Dino non riesce a provare per la donna che ama alcun desiderio sessuale, mentre sfoga all'esterno i suoi bisogni rasentando la maniacalità. Anna, da parte sua, accetta questo rapporto a metà con una forma di autolesionismo fisico e sentimentale. Tutto questo fino a quando, scoprendo il lato oscuro dell'uomo, non decide di abbandonarlo ad un destino segnato. Dunque, senza andare a scomodare Il bell'Antonio di Bolognini, ci troviamo ancora una volta di fronte a quella frattura interiore tra sentimento e puro desiderio che Steve McQueen ha fotografato con raffinata durezza in Shame, imponendo allo spettatore un viaggio intimo e sconvolgente.
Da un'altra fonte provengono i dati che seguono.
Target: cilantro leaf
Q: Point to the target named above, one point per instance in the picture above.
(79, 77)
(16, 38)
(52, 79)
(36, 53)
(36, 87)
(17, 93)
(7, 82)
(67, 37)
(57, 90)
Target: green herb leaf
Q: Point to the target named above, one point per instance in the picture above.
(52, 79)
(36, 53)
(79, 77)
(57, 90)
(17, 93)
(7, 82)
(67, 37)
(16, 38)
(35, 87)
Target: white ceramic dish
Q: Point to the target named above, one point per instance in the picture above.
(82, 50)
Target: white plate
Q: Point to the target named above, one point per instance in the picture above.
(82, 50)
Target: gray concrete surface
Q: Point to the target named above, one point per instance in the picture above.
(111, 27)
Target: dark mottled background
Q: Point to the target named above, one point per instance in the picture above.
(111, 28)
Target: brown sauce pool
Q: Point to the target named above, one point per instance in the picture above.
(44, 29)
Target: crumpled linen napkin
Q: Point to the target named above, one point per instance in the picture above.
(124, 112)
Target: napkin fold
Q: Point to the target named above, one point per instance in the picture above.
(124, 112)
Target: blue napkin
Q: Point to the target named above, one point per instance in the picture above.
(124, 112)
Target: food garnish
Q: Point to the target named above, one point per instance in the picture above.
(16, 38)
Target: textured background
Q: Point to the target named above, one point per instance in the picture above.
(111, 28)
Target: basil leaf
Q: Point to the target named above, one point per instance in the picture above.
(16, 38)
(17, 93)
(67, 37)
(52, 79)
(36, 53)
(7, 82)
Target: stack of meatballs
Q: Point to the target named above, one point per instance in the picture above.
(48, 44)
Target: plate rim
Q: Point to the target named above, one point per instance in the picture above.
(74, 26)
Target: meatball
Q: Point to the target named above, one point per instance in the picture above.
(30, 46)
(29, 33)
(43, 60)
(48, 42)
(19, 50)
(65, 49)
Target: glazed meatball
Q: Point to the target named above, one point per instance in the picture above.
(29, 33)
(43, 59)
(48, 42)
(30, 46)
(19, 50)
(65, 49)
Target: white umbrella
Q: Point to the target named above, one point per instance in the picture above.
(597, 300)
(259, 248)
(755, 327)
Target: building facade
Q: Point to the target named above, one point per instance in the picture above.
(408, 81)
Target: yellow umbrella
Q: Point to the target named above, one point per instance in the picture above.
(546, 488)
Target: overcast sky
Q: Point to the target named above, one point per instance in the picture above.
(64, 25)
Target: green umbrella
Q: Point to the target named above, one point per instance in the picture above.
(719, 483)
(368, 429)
Una profondità di cui Franchi non è capace, perdendo di vista, dietro una costruzione temporale scomposta e la pesante ripetizione di situazioni e parole, la necessità di mettere dell'anima in questa storia. Preso da una celebrazione personale e dalla necessità di dimostrare la sua abilità con fotografia e montaggio, compone un'estetica sempre eccessiva dove i sentimenti non trovano mai il giusto spazio per esprimersi. Anzi, ripiegato su sé stesso, costantemente disinteressato all'esterno, non riesce ad amare nemmeno i suoi personaggi, costringendoli ad un'esistenza dove non sono previste soluzioni o reazioni, ma solo un lento arrendersi alle proprie miserie. Per questo motivo Isabella Ferrari e Jean-Marc Barr vengono trasformati in corpi vuoti, casse di risonanza attraverso le quali non passa alcun suono, rendendo la nudità, come l'atto sessuale, privi di qualsiasi significato. A complicare il tutto si aggiungono primi piani interminabili, carrellate dalla lentezza inesorabile, voci fuori campo e lunghi momenti di sospensione in cui nulla accade dal punto di vista dell'azione e nell'evoluzione dei personaggi. Se, poi, si aggiunge una sceneggiatura dai dialoghi allo stesso tempo pretenziosi e involontariamente comici, si ottiene il profilo di un film che vuole ottenere troppo dal pubblico senza essere disposto a dare nulla in cambio. Da parte sua, Paolo Franchi rifiuta, poi, ogni responsabilità e, ben protetto dietro nozionismi e teorie filosofiche, attribuisce alla poca conoscenza di altri l'incomunicabilità di non film che non racconta e non emoziona. Un errore, questo, grossolano per un regista che mira all'autorialità. Perché non si dovrebbe mai dimenticare che il cinema deve divertire, far riflettere, sollevare una discussione o commuovere, ma non può mai permettersi il lusso di far sentire lo spettatore inadeguato.